Selective modification of the metal coordination environment in heavy alkaline-earth iodide complexes

A series of heavy alkaline-earth (Ae) iodide coordination compounds is reported that contains various neutral donor ligands, including triphenylphosphine oxide (OPPh₃), tri-n-propylphosphine oxide (OPPr₃), tetraethyl urea (TEU), dimethylpropylene urea (DMPU), and the nitrosobenzene dimer ([ONPh]₂). Phosphine oxides can displace iodide from calcium or barium in coordination complexes, sometimes displaying cooperative binding and/or generating cationic species of the general formula [AeI_m(OPR₃)_6-(m+p)(THF)_p]^(2-m)+. In particular, despite the nonstoichiometric ratio of the reagents, 2 equiv. of OPPh₃ react with CaI₂ in THF to generate CaI₂(OPPh₃)₃(THF) (1), although the use of 4 equiv. will produce the expected CaI₂(OPPh₃)₄ (2).

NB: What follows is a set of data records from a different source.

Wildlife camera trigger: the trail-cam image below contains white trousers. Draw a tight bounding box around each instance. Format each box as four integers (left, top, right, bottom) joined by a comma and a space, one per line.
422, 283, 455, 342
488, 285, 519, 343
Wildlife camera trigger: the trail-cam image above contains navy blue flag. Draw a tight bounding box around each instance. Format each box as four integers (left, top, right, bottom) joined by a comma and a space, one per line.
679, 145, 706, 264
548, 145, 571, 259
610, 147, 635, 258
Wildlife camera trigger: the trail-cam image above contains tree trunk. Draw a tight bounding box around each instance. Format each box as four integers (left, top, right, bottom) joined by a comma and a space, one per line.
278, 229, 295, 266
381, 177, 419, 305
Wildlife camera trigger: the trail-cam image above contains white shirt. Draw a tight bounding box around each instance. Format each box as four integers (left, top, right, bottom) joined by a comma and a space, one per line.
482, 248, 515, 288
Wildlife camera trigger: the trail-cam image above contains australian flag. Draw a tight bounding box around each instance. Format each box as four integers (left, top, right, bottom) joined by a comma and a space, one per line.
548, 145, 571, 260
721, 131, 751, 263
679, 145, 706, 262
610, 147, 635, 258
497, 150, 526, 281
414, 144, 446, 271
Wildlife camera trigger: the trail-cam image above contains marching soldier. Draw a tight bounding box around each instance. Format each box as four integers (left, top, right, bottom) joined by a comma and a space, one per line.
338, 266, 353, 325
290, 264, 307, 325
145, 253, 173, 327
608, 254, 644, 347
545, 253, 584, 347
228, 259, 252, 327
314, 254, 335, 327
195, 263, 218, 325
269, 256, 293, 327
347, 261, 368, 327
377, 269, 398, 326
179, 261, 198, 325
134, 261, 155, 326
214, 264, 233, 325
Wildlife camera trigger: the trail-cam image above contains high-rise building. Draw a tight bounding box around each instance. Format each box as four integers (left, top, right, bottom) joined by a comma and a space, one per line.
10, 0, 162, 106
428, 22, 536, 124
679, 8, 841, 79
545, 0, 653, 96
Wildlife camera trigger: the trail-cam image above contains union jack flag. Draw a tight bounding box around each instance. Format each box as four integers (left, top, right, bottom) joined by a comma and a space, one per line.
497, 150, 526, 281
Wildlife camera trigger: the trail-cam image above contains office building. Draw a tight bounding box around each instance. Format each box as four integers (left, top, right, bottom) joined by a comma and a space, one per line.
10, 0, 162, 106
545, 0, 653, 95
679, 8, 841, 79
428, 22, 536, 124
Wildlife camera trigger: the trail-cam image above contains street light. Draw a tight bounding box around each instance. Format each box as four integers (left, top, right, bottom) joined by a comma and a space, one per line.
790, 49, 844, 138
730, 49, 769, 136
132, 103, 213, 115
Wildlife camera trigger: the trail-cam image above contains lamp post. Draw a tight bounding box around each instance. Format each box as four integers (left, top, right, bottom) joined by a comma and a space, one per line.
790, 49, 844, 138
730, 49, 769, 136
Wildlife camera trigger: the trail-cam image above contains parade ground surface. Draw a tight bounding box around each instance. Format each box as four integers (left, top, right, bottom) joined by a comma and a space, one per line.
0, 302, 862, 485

With CaI₂ and 5 equiv. of tri(n-propyl)phosphine oxide, the cationic species [CaI(OPPr₃)₅]I (3) is formed. With 4 equiv. of OPPh₃ and BaI₂ in THF, the cation [BaI(OPPh₃)₅]I (4) is generated. For comparative purposes, the ureas tetraethylurea (TEU) and N,N′-dimethylpropylene urea (DMPU) were used to form the complexes CaI₂(TEU)₄ (5) and CaI₂(DMPU)₆ (6). Nitrosobenzene reacts with CaI₂ in THF to form CaI₂(O₂N₂Ph₂)₂(THF)₂, which in the presence of trace amounts of water is converted to the hydrogen-bonded [Ca(O₂N₂Ph₂)(H₂O)₂(THF)₃]I₂ (7). Crystal structures are reported for 3-5 and 7; the latter is the first for the nitrosobenzene dimer in a main group complex.